In all the discussions over the "inevitability" of digital downloads supplanting traditional retail distribution, I don't recall hearing proponents mention the major drawback. When you purchase a physical disc, you can play it on any number of consoles you own, you can let a friend borrow the game, and you can take it with you to someone else's house to use on their console. Not so with downloaded games.
The paranoid side of me wondered if publishers are hoping to use digital downloads to eliminate the used game market. I also considered that they might be overzealous in their copyright protection, or that maybe they weren't able to overcome certain technological challenges. However, the more I looked into it, the more I became convinced that these problems are a result of oversight. It's not a conspiracy - game publishers just haven't given it much thought.
One only has to look at the very successful iPod/iTunes system to see a working solution to the issue of multiple console ownership.
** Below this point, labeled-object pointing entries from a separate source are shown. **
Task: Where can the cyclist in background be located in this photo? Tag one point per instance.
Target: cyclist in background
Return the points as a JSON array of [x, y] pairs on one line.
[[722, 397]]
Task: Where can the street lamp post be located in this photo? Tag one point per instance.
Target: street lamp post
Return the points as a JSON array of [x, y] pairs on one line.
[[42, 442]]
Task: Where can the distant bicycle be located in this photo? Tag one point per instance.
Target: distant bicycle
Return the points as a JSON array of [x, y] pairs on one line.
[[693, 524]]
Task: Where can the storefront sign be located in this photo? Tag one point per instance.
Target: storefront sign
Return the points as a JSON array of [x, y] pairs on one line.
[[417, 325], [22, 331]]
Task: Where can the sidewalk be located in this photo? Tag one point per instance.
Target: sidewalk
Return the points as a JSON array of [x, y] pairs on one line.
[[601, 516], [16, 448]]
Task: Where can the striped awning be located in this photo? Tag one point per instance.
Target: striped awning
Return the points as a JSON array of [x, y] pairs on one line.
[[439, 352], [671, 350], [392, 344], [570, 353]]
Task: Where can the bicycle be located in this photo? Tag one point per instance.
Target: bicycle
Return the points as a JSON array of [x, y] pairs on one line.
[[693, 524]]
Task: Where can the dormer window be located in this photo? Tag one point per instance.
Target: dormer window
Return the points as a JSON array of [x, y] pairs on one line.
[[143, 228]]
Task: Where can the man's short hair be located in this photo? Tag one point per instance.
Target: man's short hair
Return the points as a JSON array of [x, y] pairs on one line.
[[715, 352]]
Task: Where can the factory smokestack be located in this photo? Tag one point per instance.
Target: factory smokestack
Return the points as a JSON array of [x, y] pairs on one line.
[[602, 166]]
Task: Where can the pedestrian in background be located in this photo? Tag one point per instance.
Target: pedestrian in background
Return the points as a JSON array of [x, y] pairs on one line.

If you and your wife both own an iPod and your kids own a shuffle, for example, you aren't forced to purchase the same song three or four times. Instead, your iTunes account can authorize multiple music players. Neither are you tied to a single laptop or PC for downloading all your songs.
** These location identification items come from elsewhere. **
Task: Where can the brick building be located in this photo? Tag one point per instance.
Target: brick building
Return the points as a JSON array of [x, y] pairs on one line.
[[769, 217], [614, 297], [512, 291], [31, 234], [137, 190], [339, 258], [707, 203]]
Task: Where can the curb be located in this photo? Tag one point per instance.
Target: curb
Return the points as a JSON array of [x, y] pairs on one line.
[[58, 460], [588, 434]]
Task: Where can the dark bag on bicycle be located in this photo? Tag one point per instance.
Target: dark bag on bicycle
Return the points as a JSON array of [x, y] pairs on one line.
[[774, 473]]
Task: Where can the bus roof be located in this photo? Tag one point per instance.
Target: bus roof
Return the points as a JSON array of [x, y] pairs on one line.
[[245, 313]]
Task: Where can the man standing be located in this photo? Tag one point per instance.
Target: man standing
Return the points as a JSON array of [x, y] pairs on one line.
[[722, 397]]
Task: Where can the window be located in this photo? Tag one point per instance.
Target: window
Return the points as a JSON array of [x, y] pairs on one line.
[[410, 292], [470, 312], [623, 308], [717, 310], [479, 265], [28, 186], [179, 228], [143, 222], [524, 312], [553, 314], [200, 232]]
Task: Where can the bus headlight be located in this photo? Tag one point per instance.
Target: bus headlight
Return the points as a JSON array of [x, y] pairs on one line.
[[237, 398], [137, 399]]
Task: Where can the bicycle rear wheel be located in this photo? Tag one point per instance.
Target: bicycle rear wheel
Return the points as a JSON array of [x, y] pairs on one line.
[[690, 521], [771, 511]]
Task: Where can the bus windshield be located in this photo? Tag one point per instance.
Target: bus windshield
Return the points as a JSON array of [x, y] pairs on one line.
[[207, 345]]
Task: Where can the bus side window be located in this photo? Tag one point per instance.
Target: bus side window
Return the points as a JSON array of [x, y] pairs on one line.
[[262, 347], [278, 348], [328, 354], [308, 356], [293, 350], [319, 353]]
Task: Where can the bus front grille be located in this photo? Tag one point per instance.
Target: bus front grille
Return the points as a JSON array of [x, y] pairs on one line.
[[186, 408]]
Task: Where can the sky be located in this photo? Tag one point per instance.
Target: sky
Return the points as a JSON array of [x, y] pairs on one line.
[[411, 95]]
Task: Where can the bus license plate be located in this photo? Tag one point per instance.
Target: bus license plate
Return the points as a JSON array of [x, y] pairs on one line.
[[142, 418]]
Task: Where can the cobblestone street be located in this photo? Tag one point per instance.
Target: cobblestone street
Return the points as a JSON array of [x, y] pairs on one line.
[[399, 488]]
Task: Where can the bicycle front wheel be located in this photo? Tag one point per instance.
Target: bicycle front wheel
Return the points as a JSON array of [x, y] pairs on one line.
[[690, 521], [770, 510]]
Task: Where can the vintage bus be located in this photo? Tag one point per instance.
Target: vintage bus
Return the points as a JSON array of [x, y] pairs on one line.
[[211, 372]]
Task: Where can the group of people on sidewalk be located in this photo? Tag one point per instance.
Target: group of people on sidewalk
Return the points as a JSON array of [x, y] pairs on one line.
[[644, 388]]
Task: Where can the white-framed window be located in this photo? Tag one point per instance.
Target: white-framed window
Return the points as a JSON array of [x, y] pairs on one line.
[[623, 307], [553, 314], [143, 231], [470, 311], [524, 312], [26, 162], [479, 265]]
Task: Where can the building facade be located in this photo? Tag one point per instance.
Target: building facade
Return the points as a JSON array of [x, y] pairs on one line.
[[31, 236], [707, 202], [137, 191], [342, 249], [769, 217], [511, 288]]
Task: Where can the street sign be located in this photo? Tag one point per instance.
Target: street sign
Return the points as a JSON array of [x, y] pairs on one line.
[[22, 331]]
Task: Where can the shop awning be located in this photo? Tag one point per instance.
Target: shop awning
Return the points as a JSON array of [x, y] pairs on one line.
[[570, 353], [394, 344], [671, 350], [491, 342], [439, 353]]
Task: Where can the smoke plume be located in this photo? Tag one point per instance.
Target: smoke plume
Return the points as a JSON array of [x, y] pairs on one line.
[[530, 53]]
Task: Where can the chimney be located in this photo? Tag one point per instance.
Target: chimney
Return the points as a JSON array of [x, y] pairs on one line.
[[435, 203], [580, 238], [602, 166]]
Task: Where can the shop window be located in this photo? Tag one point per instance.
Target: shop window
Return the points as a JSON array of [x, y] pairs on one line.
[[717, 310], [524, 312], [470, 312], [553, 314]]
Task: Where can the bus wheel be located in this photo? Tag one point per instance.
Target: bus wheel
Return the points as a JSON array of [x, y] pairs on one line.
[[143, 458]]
Valve has a similar set-up with its Steam distribution platform, where purchases are attached on Steam's servers to a user's account, allowing consumers to download the content on any PC. Not only that, but Steam allows users to share "guest passes" of purchased games to allow others to try the game for a limited time. This seems more sensible than restricting gamers in the same household to trial versions of games which their siblings have already purchased just because they have a different profile. Are you telling me that Microsoft doesn't know that you are using the same console?
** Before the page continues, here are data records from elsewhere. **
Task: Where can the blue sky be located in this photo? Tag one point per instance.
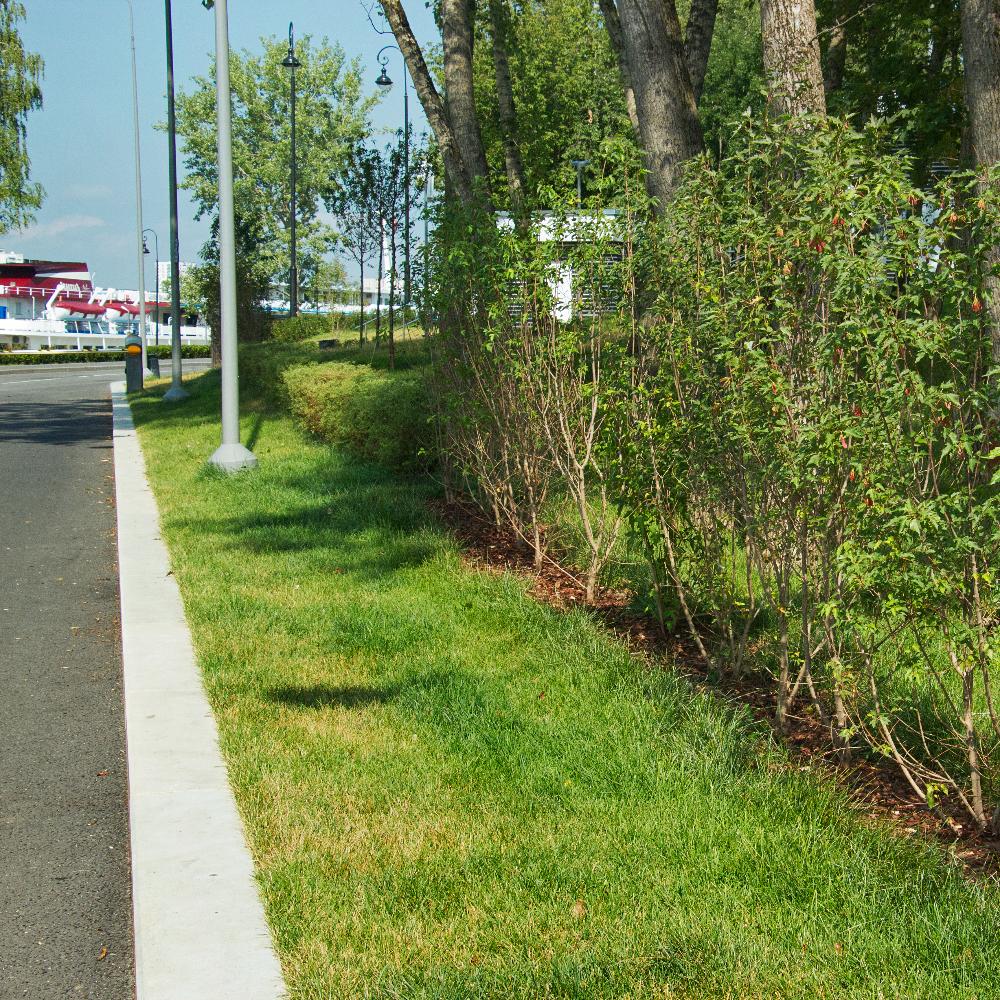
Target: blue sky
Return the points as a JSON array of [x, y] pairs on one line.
[[81, 142]]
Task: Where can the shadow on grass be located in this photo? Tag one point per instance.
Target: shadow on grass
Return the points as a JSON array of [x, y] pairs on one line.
[[327, 696]]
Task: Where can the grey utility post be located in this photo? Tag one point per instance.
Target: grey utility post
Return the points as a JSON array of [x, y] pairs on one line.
[[138, 191], [133, 364], [176, 392], [230, 456]]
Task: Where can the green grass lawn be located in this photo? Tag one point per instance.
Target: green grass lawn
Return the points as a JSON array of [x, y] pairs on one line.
[[451, 791]]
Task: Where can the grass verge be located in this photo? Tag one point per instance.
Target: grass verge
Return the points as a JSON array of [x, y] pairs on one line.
[[452, 792]]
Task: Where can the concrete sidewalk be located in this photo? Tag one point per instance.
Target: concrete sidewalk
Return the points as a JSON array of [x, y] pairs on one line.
[[200, 932]]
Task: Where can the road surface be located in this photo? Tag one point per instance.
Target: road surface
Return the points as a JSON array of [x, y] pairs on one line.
[[65, 905]]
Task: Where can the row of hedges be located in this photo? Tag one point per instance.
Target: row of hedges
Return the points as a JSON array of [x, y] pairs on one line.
[[97, 357], [379, 416], [296, 328]]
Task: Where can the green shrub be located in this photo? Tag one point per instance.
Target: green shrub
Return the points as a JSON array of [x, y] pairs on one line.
[[375, 415], [295, 328], [96, 357]]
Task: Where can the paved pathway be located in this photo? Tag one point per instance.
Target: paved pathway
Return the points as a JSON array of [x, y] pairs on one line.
[[65, 905]]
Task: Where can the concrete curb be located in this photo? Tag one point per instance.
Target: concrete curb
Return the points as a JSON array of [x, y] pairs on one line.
[[200, 932]]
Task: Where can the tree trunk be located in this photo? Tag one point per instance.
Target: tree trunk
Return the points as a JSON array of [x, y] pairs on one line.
[[457, 36], [392, 296], [698, 42], [361, 297], [458, 174], [668, 116], [613, 25], [791, 57], [508, 113], [981, 44]]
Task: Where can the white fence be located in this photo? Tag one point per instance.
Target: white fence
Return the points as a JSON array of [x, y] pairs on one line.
[[87, 334]]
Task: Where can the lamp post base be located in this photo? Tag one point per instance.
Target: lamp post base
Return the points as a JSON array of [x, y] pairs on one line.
[[231, 458]]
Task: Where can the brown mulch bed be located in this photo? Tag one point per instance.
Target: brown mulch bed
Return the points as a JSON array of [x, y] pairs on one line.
[[875, 786]]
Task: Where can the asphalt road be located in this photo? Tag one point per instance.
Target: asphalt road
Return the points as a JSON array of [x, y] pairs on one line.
[[65, 904]]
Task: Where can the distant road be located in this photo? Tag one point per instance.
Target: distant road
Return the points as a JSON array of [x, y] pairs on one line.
[[65, 902]]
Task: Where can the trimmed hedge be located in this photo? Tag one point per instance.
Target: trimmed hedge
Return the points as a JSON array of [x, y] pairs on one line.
[[94, 357], [291, 330], [379, 416]]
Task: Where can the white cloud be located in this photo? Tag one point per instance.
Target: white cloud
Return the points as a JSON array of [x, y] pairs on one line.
[[63, 224]]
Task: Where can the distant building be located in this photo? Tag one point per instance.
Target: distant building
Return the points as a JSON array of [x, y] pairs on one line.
[[47, 304]]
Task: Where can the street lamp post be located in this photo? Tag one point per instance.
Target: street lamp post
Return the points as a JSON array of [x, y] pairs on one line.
[[176, 392], [156, 261], [230, 456], [138, 192], [292, 64], [385, 83]]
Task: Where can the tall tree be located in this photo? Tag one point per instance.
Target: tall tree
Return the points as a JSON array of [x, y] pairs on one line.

Clearly, solutions exist. Console manufacturers just don't yet recognise they have a problem.
Only time will tell if consumers purchase duplicate videogame consoles for the same household - much as they have with televisions, VCRs, DVD players, and other consumer electronics. The more that the manufacturers emphasise the multimedia capabilities of their systems, and the more that console games encourage LAN play, the more likely this is to happen.
At the moment, however, they aren't ready.
Console manufacturers definitely need to make it easier to own more than one of their systems - and to enjoy the content which we have paid for - especially if they expect us to more fully embrace digital downloads in the future.